Activists call for Archaeologists to avoid ‘assigning gender to ancient human remains’

When human remains are excavated, archaeologists begin the work of determining a number of traits about the individual, including age, race and gender.

Now activists are pressuring scientists to reconsider “assigning gender to ancient human remains” based on objective observations based on the size and shape of the bones.

“You might know the argument that the archaeologists who find your bones one day will assign you the same gender as you had at birth, so regardless of whether you transition, you can’t escape your assigned sex,” tweeted Canadian Master’s degree candidate Emma Palladino last week.

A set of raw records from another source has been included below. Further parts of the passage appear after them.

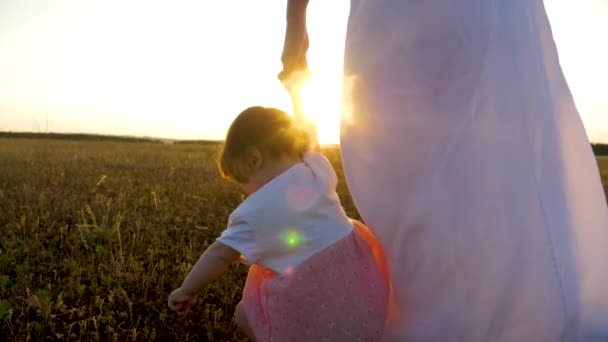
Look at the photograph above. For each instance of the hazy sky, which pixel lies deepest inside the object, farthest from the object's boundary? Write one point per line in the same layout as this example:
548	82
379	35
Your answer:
184	69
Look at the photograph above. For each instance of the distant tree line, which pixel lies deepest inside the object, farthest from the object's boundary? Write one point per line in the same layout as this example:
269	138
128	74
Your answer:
598	149
98	137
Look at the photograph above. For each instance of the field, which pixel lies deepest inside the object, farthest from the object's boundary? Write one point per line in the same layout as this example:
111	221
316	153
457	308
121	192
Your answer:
95	235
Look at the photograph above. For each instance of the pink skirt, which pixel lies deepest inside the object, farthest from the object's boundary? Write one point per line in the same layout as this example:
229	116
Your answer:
340	294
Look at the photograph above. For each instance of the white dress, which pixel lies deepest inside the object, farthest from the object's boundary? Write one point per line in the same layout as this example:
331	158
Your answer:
465	154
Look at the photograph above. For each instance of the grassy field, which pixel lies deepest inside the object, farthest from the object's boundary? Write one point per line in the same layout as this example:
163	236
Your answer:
95	235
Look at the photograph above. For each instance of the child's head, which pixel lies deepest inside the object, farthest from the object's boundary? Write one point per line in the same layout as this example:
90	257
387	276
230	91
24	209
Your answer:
260	135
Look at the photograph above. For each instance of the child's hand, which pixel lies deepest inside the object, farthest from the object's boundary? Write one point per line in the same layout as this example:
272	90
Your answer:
181	302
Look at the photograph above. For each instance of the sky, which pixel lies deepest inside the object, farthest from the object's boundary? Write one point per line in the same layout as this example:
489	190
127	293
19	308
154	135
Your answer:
185	68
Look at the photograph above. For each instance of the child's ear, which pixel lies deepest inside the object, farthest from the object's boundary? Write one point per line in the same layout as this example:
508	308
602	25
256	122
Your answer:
254	158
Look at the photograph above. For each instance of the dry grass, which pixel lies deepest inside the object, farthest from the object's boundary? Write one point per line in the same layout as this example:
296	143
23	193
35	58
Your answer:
95	235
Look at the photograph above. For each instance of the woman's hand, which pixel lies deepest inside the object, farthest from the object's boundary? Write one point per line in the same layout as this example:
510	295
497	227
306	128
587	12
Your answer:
181	302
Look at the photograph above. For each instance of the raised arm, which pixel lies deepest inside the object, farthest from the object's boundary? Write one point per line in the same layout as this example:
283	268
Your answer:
296	39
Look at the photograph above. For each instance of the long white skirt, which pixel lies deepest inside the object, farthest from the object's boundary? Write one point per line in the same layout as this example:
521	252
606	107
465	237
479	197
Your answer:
465	154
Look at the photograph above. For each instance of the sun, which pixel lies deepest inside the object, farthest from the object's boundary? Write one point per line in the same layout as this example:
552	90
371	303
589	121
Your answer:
321	93
320	98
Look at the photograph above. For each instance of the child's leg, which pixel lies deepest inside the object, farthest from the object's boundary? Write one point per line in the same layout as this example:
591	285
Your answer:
243	323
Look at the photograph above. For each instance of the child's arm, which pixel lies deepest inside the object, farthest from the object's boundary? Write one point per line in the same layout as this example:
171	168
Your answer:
210	266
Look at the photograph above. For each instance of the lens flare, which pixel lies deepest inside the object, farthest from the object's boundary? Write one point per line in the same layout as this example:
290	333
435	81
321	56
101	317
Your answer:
292	238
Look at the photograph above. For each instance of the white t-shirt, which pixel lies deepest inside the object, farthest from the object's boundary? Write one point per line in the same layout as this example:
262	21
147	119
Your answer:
291	218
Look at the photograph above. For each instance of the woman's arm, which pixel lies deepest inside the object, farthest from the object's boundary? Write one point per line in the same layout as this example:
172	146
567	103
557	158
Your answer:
296	39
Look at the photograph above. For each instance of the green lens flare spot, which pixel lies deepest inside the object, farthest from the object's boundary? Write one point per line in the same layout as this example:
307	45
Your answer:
292	238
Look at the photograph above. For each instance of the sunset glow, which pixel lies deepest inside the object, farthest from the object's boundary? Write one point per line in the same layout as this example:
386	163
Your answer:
184	70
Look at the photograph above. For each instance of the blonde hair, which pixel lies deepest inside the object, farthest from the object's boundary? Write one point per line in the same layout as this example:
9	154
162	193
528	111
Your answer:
270	130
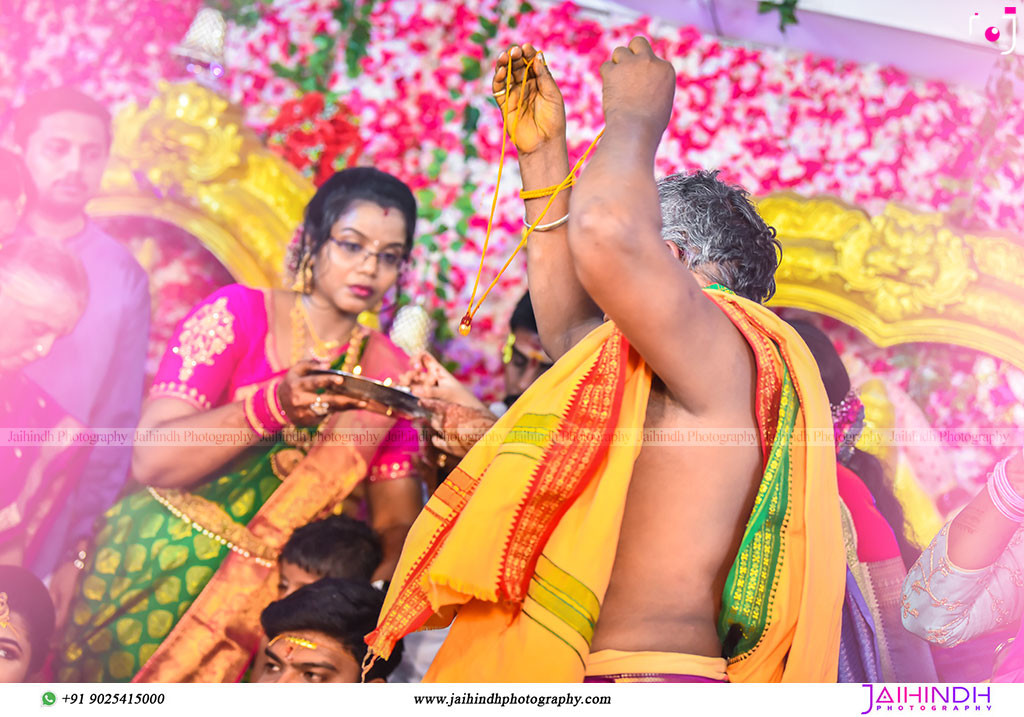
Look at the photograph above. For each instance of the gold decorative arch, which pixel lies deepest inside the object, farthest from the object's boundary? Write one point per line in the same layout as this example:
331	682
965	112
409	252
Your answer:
187	159
901	276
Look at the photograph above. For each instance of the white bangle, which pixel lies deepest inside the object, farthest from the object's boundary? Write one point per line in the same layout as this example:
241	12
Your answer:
546	227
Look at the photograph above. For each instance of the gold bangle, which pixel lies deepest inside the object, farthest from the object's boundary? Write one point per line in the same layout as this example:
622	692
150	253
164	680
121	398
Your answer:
254	423
547	227
273	403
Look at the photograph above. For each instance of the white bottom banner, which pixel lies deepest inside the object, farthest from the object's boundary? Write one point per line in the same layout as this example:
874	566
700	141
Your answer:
412	700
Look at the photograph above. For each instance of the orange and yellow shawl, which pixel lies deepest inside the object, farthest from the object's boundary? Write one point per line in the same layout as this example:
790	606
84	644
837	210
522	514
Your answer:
521	538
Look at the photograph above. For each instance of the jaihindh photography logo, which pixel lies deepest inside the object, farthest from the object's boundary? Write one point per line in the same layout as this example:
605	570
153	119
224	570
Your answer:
928	698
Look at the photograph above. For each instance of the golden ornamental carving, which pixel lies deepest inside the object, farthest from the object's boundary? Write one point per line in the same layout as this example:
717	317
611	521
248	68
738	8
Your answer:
901	276
205	335
187	159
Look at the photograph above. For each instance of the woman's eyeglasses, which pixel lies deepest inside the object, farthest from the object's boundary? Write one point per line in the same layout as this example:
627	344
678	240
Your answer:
389	258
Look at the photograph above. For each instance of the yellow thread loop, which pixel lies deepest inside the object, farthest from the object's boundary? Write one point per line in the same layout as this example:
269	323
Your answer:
547	191
552	192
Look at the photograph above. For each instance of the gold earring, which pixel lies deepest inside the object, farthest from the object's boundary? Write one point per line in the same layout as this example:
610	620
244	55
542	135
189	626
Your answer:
307	277
304	276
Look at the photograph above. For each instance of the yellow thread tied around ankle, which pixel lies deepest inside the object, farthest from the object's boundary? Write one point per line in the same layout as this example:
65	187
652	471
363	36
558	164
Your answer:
551	192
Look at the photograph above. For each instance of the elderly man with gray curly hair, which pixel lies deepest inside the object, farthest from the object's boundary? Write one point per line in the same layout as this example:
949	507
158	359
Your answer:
654	507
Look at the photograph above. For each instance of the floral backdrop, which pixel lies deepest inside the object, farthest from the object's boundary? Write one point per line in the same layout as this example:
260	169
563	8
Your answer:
402	85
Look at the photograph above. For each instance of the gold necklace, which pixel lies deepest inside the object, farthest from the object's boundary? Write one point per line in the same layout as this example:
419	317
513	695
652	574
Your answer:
302	329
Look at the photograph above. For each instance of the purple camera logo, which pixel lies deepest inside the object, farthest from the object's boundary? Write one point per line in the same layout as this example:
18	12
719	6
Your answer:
992	34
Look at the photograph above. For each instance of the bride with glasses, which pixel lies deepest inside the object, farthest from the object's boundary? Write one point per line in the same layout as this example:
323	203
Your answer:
250	444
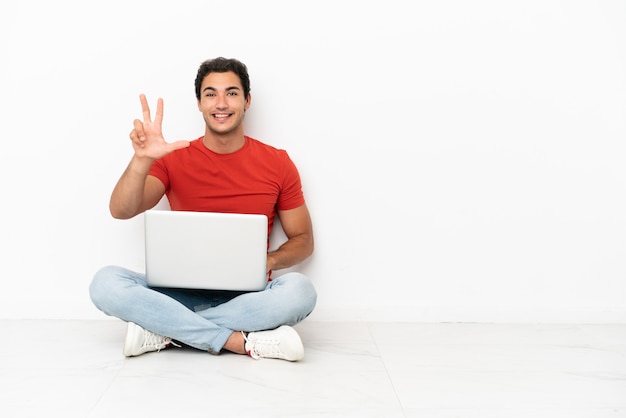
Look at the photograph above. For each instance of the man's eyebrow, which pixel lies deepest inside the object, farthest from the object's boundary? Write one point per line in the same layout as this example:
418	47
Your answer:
227	88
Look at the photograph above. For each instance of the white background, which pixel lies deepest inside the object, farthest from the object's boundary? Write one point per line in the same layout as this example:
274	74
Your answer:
462	160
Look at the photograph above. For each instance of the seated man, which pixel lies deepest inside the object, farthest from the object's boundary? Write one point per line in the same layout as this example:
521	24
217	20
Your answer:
222	171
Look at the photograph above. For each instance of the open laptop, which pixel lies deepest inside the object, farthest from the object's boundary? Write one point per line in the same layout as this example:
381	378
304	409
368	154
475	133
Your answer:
205	250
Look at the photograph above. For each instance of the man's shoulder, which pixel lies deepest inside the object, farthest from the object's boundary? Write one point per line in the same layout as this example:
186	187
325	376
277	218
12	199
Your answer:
265	147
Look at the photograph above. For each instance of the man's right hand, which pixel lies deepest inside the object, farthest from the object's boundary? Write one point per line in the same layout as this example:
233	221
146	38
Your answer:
147	137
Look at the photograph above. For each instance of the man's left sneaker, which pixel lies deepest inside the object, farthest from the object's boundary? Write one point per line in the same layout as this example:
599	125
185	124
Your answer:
139	341
281	343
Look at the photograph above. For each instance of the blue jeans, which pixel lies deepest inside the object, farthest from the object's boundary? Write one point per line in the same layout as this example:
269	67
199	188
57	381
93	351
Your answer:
200	318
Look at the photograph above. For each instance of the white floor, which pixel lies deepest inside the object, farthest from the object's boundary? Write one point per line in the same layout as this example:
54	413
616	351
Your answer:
76	369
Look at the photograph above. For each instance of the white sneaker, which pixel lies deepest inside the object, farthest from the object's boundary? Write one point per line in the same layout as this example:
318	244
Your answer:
139	341
282	343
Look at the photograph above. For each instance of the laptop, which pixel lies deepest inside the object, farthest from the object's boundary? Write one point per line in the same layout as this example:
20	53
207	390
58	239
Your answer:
205	250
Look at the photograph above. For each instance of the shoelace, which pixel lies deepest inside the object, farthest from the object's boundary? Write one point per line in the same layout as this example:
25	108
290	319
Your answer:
159	342
264	347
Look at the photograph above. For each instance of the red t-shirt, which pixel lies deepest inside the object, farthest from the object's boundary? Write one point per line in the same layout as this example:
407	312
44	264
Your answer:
257	178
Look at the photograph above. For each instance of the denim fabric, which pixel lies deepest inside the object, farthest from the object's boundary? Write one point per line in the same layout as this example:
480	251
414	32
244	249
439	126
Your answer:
199	318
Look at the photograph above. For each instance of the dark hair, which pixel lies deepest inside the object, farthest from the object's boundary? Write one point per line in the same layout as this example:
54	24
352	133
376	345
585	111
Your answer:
223	65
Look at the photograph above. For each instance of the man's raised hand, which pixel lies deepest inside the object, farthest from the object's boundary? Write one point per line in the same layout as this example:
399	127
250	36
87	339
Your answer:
147	137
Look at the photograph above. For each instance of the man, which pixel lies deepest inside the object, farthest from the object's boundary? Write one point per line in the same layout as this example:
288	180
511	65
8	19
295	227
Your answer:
222	171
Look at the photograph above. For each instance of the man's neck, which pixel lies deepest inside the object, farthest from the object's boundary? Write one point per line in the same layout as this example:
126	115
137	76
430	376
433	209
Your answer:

“Labelling remains ‘male’ or ‘female’ is rarely the end goal of any excavation, anyway,” wrote Palladino. “The ‘bioarchaeology of the individual’ is what we aim for, factoring in absolutely everything we discover about a person into a nuanced and open-ended biography of their life.”

Gender activists have formed a group called the Trans Doe Task Force to “explore ways in which current standards in forensic human identification do a disservice to people who do not clearly fit the gender binary.”

“We propose a gender-expansive approach to human identification by combing missing and unidentified databases looking for contextual clues such as decedents wearing clothing culturally coded to a gender other than their assigned sex,” the group’s mission statement reads.

“We maintain our own database of missing and unidentified people who we have determined may be Transgender or gender-variant, as most current database systems do not permit comparison of missing to unidentified across different binary sex categories,” the group writes.